There's a new scam going around that is striking fear in everyone who receives the email. The subject line or body may include a password that you have probably used in the past. The sender says they have used that password to hack into your computer, install malware, and record video of you through your webcam. The "From" email address is usually yours and they will cite this as proof that they've hacked your email. They almost always say they will reveal your adult-website habits and send video of you to your contacts and friends unless you send them Bitcoin to the tune of hundreds, or even thousands of dollars. An example of such an email is in the image included.
The password may be legitimate. They obtained it from one of the large data breaches that have happened over the past few years. Most of the time it's an older password that you haven't used in years. But they use this to scare you into believing they have hacked into your computer and to pay up or they will tell everyone everything about you. But the content of the email is a scam! None of what they say is true. They have not hacked into your computer or device and they have not been spying on you. This is simply an extortion attempt to scare you into paying up.
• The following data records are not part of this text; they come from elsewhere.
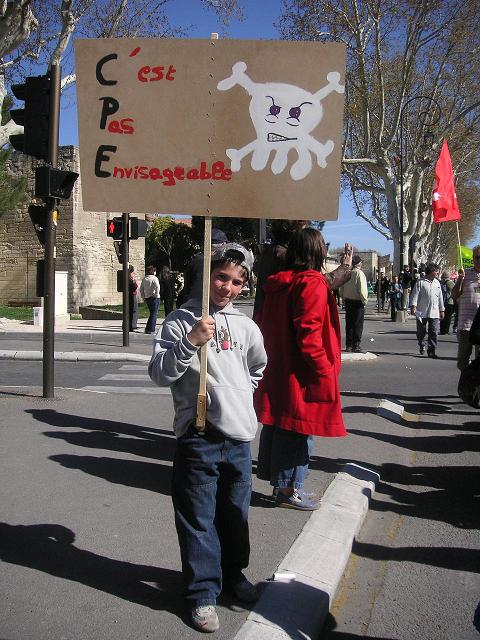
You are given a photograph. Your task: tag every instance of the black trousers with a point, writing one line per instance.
(354, 316)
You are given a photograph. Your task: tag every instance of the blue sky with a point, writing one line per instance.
(260, 16)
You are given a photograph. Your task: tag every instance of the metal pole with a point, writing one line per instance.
(401, 189)
(422, 116)
(50, 242)
(378, 284)
(125, 280)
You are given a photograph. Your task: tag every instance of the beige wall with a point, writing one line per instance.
(83, 249)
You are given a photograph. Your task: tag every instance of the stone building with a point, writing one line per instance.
(83, 249)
But how were they able to send the email from your email account? They may have legitimately sent it from your account because that was the email and password combination that was breached from the past corporate hack. But more than likely, they forged the address. It's quite easy to fake the return address of an email so it looks like it was sent from your account. A simple examination of the email header will show the true sender's IP address and email server name, and it's probably not Happy Dog's.
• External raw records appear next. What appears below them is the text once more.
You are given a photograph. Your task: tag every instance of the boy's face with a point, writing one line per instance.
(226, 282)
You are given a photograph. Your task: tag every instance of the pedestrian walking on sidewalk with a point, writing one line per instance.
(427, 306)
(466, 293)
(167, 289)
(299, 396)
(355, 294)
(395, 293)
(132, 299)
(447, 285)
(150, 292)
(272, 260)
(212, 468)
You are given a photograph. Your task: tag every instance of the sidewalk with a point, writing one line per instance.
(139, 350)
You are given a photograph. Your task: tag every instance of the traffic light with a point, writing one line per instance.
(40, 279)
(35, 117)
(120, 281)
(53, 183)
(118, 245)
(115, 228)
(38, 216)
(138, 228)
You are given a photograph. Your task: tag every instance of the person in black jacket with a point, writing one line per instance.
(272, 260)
Remember that millions of email addresses and passwords have been stolen from large companies over the past few years so yours may be out there. This is a perfect example why it's so important to change your passwords frequently. But even if you are still using the password that the email included, the chances are very high that they never actually used it. It's not about that. They just want your cash. Change your password, delete the email, and that should be the end of it. And from that point forward, make a vow to change your passwords frequently! Today's password may be included in tomorrow's data breach. Be safe out there!